The paper categorizes related work into Text-to-Image generation, Personalized image generation, and Consistent text-to-image generation.

3.2.1. Text-to-Image Generation

  • Early T2I Models: These include GAN-based models (Kang et al. 2023) and autoregressive (AR)-based models (Chang et al. 2023, Han et al. 2024, Tang et al. 2024). AR models evolved from next-token prediction (Van Den Oord, Vinyals et al. 2017, Esser, Rombach, and Ommer 2021) to masked token generation (Chang et al. 2022, 2023) and then to next-scale prediction (Tian et al. 2024), the latter significantly improving efficiency.
  • Diffusion Models: Currently dominant, offering strong synthesis quality. Key examples include Ramesh et al. 2021 (DALL-E), Rombach et al. 2022 (Stable Diffusion), Saharia et al. 2022 (Imagen), Podell et al. 2023 (SDXL), and Labs 2024 (FLUX). While excellent for single image quality, they are known for slow inference times and struggle with subject identity consistency across multiple images.
  • This paper's fit: Infinite-Story builds upon the faster scale-wise autoregressive paradigm (Han et al. 2024) to address the latency issue while focusing on consistency, a common limitation of all T2I models.

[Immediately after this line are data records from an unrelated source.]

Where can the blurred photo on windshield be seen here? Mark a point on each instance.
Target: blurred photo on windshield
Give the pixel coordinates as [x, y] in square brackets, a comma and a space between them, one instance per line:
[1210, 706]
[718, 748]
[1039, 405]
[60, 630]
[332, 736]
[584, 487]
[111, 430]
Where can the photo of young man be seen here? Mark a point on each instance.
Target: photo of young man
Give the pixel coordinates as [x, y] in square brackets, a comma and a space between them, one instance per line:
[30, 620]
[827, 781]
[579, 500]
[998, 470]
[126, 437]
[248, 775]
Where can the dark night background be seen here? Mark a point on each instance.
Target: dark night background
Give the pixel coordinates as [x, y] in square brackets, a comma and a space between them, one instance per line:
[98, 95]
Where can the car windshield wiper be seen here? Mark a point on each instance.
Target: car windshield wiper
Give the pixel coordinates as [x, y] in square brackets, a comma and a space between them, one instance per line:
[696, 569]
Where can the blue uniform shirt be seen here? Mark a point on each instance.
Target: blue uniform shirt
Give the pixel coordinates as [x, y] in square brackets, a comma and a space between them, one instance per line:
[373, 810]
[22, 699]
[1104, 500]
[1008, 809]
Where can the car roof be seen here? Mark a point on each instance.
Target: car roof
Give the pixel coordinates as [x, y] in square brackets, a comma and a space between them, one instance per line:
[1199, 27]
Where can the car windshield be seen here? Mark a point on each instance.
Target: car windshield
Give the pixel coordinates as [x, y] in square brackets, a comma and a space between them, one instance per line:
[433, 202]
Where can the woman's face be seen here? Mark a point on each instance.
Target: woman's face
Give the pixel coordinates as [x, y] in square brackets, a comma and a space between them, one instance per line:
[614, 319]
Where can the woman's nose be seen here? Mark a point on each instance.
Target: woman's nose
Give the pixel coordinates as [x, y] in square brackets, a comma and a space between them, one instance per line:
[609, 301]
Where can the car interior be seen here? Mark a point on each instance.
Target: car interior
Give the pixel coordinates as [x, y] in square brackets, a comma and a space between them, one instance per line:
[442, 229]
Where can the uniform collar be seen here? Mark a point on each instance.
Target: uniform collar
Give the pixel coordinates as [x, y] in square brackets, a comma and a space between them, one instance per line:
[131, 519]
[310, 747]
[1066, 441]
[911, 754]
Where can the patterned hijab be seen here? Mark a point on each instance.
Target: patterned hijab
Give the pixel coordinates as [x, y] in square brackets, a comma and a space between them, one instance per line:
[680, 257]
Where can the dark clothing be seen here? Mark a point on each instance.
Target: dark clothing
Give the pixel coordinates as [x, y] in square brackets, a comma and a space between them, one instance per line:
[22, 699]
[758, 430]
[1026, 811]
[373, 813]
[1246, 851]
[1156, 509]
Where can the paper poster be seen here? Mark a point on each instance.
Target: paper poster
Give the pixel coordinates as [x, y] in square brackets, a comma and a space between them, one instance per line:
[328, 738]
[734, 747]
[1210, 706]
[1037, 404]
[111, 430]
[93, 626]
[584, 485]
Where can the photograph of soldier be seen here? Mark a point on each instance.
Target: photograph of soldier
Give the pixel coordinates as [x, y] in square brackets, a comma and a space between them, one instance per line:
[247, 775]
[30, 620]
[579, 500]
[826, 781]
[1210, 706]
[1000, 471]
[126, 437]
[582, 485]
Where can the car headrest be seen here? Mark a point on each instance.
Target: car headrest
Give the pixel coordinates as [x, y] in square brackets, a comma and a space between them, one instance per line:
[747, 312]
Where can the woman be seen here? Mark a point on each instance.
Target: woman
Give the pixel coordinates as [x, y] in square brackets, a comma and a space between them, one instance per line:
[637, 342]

3.2.2. Personalized Image Generation

This field focuses on generating images with user-specified features.

  • Subject-Driven Methods: Aim to inject specific concept embeddings (e.g., a particular person or object) from reference images. Examples include Li, Li, and Hoi 2023, Gal et al., Wei et al. 2023, Ye et al. 2023, Ruiz et al. 2023. Many require fine-tuning or parameter-efficient fine-tuning (Nam et al. 2024, Kumari et al. 2023), often needing external datasets.
  • Style-Driven Methods: Focus on maintaining visual consistency in terms of style. This can involve LoRA-based tuning (Frenkel et al. 2024, Shah et al. 2024, Sohn et al. 2023, Hu et al. 2022, Ryu 2022) or adapting attention mechanisms (Hertz et al. 2024, Park et al. 2025) for stylistic coherence.
  • Limitation: Most personalized generation methods rely on diffusion models, inheriting their slow inference speed.
  • This paper's fit: Infinite-Story tackles both subject (identity) and style consistency but does so in a training-free and fast manner, making it more suitable for interactive use cases than prior personalized generation methods.

3.2.3. Consistent Text-to-Image Generation

This is a more specific area within personalized image generation, focusing on preserving identity across multiple images.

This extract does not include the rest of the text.